AIX remote root logins
Dan Kaminsky
dan at doxpara.com
Tue Oct 15 02:26:06 EST 2002
>
>
>This kinda touches on another question that was brough up for AIX and a
>few other platforms. Is is valid to allow sshd to run as a non-root
>user?
>
>
It is massively valid to allow sshd to run as nonroot. The truly
paranoid jailed service never, ever touches root -- not even when one
starts to administer it.
There's all sorts of interesting uses of non-root sshd -- please don't
suppress them.
[warning to oldtimers: su rant returns!]
As for remote root logins -- you absolutely don't want them through
telnet, but you absolutely *do* want them through ssh.
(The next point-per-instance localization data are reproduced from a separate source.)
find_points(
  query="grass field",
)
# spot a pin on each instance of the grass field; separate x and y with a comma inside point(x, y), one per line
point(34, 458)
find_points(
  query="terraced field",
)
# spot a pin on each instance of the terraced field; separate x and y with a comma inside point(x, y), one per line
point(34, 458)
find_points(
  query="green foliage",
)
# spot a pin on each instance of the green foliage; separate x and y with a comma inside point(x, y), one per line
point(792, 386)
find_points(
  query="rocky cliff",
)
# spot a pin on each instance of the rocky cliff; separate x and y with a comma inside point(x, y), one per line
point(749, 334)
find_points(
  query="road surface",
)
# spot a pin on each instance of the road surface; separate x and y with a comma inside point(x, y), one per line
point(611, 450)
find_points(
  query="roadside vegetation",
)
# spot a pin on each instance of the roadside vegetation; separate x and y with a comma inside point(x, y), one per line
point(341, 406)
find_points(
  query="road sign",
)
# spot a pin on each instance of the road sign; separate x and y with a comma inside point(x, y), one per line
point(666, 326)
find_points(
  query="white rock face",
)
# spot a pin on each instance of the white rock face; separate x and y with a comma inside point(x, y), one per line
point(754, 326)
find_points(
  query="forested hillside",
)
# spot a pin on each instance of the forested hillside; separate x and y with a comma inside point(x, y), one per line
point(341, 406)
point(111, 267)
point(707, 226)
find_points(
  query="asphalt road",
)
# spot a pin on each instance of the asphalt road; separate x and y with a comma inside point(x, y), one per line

As I've been
mentioning for a while, su is terribly insecure, as you're trusting a
user shell to, well, actually execute su instead of sniff the root
password and save it off to some dot file. su is mainly nice for
accounting who went to root; if I remember right, the following command
was actually a safe way to transit straight from root-controlled sshd to
su for root password entry:
ssh user at host -t "/bin/su -l root"
There may be issues with quirky environment files and maybe .sshrc,
though. I had a patch wayyy back in the day to allow ssh user+root at host
to do an ssh-driven su completely outside of user code; I have no idea
where that code went though...i'll find it someday.